Chinese equities suffered their worst weekly fall since the global financial crisis in 2008 amidst growing speculation of a bubble in the world’s second largest economy’s volatile markets.
The benchmark Shanghai Composite ended down 6.4% at 4,478.36 points falling more than 13.3% for the week. According to Market Watch, this is only the second time that the index has fallen into correction facility.
The much smaller Shenzhen Benchmark ended 5.9% lower at 2,742.58 points. The Guangdong based index also fell into correctional facility, off more than 10% from their highs this year, slipping 12.7% for the week.
“With Chinese authorities wanting the share market to be strong but not manic, the latest share market correction means that it wouldn’t be surprising to see another People’s Bank of China rate cut or required reserve ratio reduction soon,” Shane Oliver, Sydney-based global strategist at AMP Capital Investors Ltd., told Bloomberg.

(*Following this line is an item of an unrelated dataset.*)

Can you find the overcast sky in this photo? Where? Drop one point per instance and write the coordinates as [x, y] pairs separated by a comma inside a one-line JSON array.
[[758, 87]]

“Volatility is to be expected as it has risen a bit too far, too fast.”
The selloff in equities this week, only interrupted by a feeble rebound on Wednesday, was due to panic triggered by a fresh move by the government to marginal financing and fueled by a recent wave in initial public offerings that drained liquidity.
Also weighing the stocks down were signs of improvement I the country’s real estate market, prices of homes in May rallied for the first time in 13 months, raising concern that the government would stop its economic stimulus program.
“Recently, elements that curb the market’s rise are emerging,” Bosera Asset Management Co told Reuters in an emailed comment on the correction.
“First… room for further monetary easing could be less than anticipated, and inflows of new investors could have peaked. Secondly, a highly-leveraged bull (market) is not sustainable.”